Monday, October 10, 2011

Breach of Implied Warranty in Sale of Consumer Goods: Don't Forget The Jury Instructions Under Civil Code 1794 and UCC 2-711 through 2-714

Alaimo v. Hallmark-Southwest Corporation (Aug. 31, 2011) 2011 WL 3811941
(Not Officially Published)

Plaintiff lost her home in a wildfire and replaced it with a manufactured home. The home was delivered in two halves.  The homeowner had difficulty fitting together the two halves and found various other problems.  The jury rejected her claim for breach of express warranty and awarded $55,000 damages for breach of implied warranty.

The court of appeal reversed because the trial court had not not given any jury instructions on how damages for breach of implied warranty should be computed.  Neither party asked for any instructions.  Construing Agarwal v. Johnson (1979) 25 Cal.3d 932, 951, the court of appeal reversed due to a "complete failure to instruct on material issues and controlling legal principles."

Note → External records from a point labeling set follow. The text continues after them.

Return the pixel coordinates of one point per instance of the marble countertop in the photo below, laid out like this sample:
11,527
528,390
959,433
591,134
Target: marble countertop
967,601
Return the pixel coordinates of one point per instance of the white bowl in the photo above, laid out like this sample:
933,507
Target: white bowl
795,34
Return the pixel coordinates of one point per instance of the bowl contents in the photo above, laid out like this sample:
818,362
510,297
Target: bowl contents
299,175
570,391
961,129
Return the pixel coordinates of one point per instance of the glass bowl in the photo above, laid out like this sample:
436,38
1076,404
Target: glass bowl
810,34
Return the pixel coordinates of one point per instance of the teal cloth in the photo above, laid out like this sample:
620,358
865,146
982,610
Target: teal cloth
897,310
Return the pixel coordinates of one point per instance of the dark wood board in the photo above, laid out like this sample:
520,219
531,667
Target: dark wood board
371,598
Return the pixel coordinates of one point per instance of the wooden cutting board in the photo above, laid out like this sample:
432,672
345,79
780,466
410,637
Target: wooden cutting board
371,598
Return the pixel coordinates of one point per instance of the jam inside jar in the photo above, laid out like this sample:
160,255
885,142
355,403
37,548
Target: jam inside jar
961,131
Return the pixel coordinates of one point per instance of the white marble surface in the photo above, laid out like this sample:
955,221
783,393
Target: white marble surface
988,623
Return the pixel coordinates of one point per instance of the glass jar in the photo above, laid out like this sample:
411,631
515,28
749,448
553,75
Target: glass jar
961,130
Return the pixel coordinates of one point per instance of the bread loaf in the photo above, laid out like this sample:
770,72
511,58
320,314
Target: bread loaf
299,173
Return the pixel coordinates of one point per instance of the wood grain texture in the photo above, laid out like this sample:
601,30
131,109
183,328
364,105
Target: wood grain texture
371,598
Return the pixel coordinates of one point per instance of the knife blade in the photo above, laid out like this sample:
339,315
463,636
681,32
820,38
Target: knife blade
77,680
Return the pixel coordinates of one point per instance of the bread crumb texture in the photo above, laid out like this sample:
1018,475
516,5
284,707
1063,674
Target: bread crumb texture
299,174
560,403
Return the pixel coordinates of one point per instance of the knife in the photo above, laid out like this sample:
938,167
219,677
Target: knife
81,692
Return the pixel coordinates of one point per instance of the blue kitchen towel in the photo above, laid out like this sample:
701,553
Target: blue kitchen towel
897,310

The court noted that the correct measure of damages for breach of an implied warranty in sale of a consumer product is determined by California Civil Code section 1794. Section 1794, subdivisions (b)(1) and (b)(2) incorporate the UCC damages standard.  If the buyer rightfully rejected the goods, damages are calculated under sections UCC 2-711, 2-712, and 2-713 (Cal. U. Comm. Code sections 2711, 2712, 2713).  If, as in the Alaimo case, the buyer accepted the goods, damages are  calculated under UCC 2-714 and 2-715 (Cal. U. Comm. Code sections 2714, 2715).

Judgment was reversed and remanded. The plaintiff lost her status as a prevailing party and an award of attorneys fees that exceeded the implied damages.  Don't forget the jury instructions.

2 comments:

Civil Litigation Attorneys said...

The proof was not clear about whether Hallmark triggered the cut in the truss, and thus whether that flaw was included by the manufacturer's warranty. The court reasonably could have determined that it was not included.